Pada tahun 1875, dalam Materialisme, Vitalisme, Rasionalisme (1875), Cournot menganggap lebih bijaksana untuk memperkirakan  ciptaan organik terdiri dari peristiwa-peristiwa yang saling terkait daripada menghubungkannya dengan Tuhan yang akan melanjutkan ke serangkaian operasi terputus-putus: "Pada akun ini, untuk serangga saja, akan ada beberapa ratus ribu hukum yang akan dituliskan dalam Kode Alam, dan hukum yang telah diubah beberapa kali secara supernatural, oleh semacam tindakan atau pukulan revolusioner dari Negara.
Hipotesis evolusi spesies mengarah pada gagasan  operasi alam mengandaikan "pengambil keputusan" yang dapat menjadi entitas impersonal (Alam) atau Tuhan yang berpribadi (Sang Pencipta). Kepada siapa proses alami harus dikaitkan ? Kepada Sang Pencipta? Kepada "dewa muda" Timaeus (41a)? Atau ke mekanisme impersonal? Demikian pula, siapa yang bertanggung jawab atas keragaman cara reproduksi dan seksualitas pada tumbuhan dan hewan? Untuk improvisasi yang meraba-raba dari sifat buta atau Pencipta yang Mahakuasa?

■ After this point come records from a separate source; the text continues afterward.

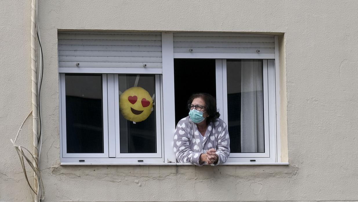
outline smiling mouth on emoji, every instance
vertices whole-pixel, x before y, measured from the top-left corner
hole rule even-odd
[[[138,111],[138,110],[136,110],[133,108],[131,107],[131,111],[132,111],[132,113],[136,115],[139,115],[139,114],[142,113],[143,112],[143,110]]]

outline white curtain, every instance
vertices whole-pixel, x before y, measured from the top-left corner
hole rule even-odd
[[[241,63],[242,152],[265,152],[261,61]]]

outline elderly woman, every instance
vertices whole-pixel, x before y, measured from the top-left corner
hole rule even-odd
[[[201,166],[224,163],[230,154],[227,127],[216,108],[216,100],[207,93],[189,98],[189,115],[178,123],[174,135],[174,152],[180,163]]]

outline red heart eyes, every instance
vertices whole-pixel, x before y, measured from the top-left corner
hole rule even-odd
[[[129,102],[131,103],[132,104],[134,104],[134,103],[137,102],[137,99],[138,98],[135,95],[132,97],[128,97],[128,101],[129,101]]]
[[[132,104],[134,104],[134,103],[137,102],[137,100],[138,100],[138,97],[136,95],[134,96],[128,96],[128,101],[129,102],[132,103]],[[145,98],[143,98],[142,99],[142,106],[143,107],[148,107],[150,104],[150,102],[147,100]]]
[[[147,100],[145,98],[143,98],[142,99],[142,106],[143,107],[148,107],[149,105],[150,104],[150,102]]]

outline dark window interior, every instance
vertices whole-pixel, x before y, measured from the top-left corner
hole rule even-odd
[[[216,81],[215,60],[174,59],[175,106],[173,107],[175,107],[176,125],[188,115],[187,103],[192,94],[207,93],[216,97]]]
[[[103,153],[101,75],[66,74],[68,153]]]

Ateisme saat ini memakan kritik moral terhadap kehidupan. Dia menyimpan ide "penciptaan organik" dan menghilangkan ide Pencipta. Tetapi solusi ini hanya memindahkan sifat-sifat Tuhan ke materi dengan memberinya kekuatan pengaturan diri. Cara melakukan sesuatu ini kembali ke Antiquity: Platon menyebutkannya, untuk membantahnya, dalam Nomoi atau buku Hukum teks Platon (891 c-892 e). Keuntungan dari tesis lama ini adalah dapat dirumuskan ulang secara berbeda seiring dengan perkembangan pengetahuan tentang alam, yang membuatnya tampak baru.
Kita juga dapat membebaskan Tuhan dari kesalahan ciptaan dengan mengaitkan kejahatan dengan kekuatan jahat: inilah yang dilakukan Manichaeisme. Santo Agustinus adalah seorang Manichaean selama hampir sepuluh tahun, dan dalam Pengakuan dia menceritakan mengapa dia menganut agama ini dan apa yang membawanya keluar darinya. Tidak mengherankan jika tesis lama ini secara berkala dihidupkan kembali.
Kita akhirnya dapat mengatakan pada diri kita sendiri, ketika alam tidak menunjukkan dirinya untuk disesuaikan dengan kebutuhan manusia, sah-sah saja untuk memperbaikinya.